Он вновь заломил руки. Теперь выражение его лица вовсе не соответствовало учтивым снисходительным фразам. Валманн вспомнил о синяках на шее Лилиан Петтерсен.
— Все это замечательно. Однако «становление Карин как самостоятельной личности» предполагало, очевидно, ее отношения с другими мужчинами? Например, с Дагом Эдландом?

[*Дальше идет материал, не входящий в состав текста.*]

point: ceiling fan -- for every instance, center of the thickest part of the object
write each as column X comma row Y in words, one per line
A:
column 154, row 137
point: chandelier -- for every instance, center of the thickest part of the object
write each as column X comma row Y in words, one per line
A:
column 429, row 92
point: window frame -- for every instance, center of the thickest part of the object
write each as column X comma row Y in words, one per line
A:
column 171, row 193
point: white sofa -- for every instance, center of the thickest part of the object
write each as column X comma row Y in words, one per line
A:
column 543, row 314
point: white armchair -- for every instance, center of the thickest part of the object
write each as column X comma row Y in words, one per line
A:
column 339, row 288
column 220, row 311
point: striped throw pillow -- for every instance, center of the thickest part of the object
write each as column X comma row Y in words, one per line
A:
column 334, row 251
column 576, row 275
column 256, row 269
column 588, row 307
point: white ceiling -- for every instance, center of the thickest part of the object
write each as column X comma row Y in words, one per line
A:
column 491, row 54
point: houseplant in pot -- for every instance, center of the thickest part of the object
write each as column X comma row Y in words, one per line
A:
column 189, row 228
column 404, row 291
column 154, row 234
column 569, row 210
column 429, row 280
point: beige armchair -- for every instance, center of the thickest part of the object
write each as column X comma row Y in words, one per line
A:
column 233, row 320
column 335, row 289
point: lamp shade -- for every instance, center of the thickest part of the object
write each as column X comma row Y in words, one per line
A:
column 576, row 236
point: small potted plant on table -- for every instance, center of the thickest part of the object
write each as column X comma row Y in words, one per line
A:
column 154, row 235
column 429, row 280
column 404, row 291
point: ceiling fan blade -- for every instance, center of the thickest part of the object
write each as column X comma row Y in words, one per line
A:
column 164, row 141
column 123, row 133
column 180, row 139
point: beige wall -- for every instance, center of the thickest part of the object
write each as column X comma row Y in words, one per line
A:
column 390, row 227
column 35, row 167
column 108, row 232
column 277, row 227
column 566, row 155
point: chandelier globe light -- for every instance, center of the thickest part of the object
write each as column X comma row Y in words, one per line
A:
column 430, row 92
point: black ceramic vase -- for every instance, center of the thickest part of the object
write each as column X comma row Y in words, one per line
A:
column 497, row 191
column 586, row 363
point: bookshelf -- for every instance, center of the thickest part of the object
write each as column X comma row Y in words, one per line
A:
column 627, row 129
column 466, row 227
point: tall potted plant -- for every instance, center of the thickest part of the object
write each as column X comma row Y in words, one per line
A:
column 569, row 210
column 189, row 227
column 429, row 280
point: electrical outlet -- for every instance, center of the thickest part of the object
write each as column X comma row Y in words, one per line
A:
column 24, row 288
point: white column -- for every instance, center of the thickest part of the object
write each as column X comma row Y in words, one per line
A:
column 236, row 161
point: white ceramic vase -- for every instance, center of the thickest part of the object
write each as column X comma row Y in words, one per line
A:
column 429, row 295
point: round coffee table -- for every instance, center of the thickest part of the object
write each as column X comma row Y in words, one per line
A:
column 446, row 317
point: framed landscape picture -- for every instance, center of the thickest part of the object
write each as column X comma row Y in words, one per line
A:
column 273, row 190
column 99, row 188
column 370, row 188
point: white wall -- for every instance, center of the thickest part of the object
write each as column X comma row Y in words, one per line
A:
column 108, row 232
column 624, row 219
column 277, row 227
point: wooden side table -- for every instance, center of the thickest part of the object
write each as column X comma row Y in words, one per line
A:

— Впервые слышу это имя. — Скард внезапно зажмурился, будто в глаз ему попала соринка.
— Эй, послушайте! — Выкрик Фейринга был похож на взрыв. — Получается, ваша жена путалась с другими мужиками, а вам было плевать? Черт, да это просто извращение какое-то!
— Меня переполняла скорбь, если подобное объяснение вас устроит. Скорбь и сожаление о том, что прежде, чем очиститься, многие проходят долгий и нелегкий путь. — Скард вновь заломил руки, на этот раз с такой силой, что костяшки пальцев побелели.
— И о скольких мужчинах идет речь? — Фейринг был похож на охотничью собаку, намертво вцепившуюся в добычу. Они наконец нащупали слабое место в тактике Скарда, основным приемом которой было утверждение собственного морального превосходства. — О двух? Или трех? Или пяти? А может, о дюжине? С ее, хм… профессией… легко, наверное, и со счета сбиться?
— Умоляю вас! Я же не говорю, что мне все это легко далось! А большего я вам не могу сказать! — От прежнего тона проповедника не осталось и отзвука. Теперь Скард говорил громко и настойчиво.